IEEE Trans Med Imaging. 2019 May;38(5):1207-1215. doi: 10.1109/TMI.2018.2881678. Epub 2018 Nov 16.
Segmentation in 3-D scans is playing an increasingly important role in current clinical practice supporting diagnosis, tissue quantification, or treatment planning. The current 3-D approaches based on convolutional neural networks usually suffer from at least three main issues caused predominantly by implementation constraints-first, they require resizing the volume to the lower-resolutional reference dimensions, and second, the capacity of such approaches is very limited due to memory restrictions, and third, all slices of volumes have to be available at any given training or testing time. We address these problems by a U-Net-like architecture consisting of bidirectional convolutional long short-term memory and convolutional, pooling, upsampling, and concatenation layers enclosed into time-distributed wrappers. Our network can either process the full volumes in a sequential manner or segment slabs of slices on demand. We demonstrate performance of our architecture on vertebrae and liver segmentation tasks in 3-D computed tomography scans.

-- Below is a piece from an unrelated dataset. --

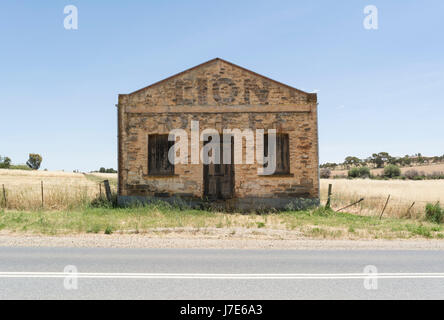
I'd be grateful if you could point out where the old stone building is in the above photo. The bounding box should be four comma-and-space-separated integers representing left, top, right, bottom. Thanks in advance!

在当前的临床实践中,三维扫描中的分割在支持诊断、组织量化或治疗计划方面发挥着越来越重要的作用。目前基于卷积神经网络的三维方法主要存在至少三个问题,这些问题主要是由实现限制引起的:首先,它们需要将体积调整为较低分辨率的参考维度;其次,由于内存限制,此类方法的容量非常有限;第三,在任何给定的训练或测试时间,都必须提供体积的所有切片。我们通过使用由双向卷积长短时记忆体和卷积、池化、上采样以及连接层组成的类似于 U-Net 的架构来解决这些问题,并将这些层封装到时间分布式包装器中。我们的网络可以按顺序处理整个体积,也可以根据需要对切片块进行分割。我们在三维计算机断层扫描中的椎骨和肝脏分割任务上展示了我们的架构的性能。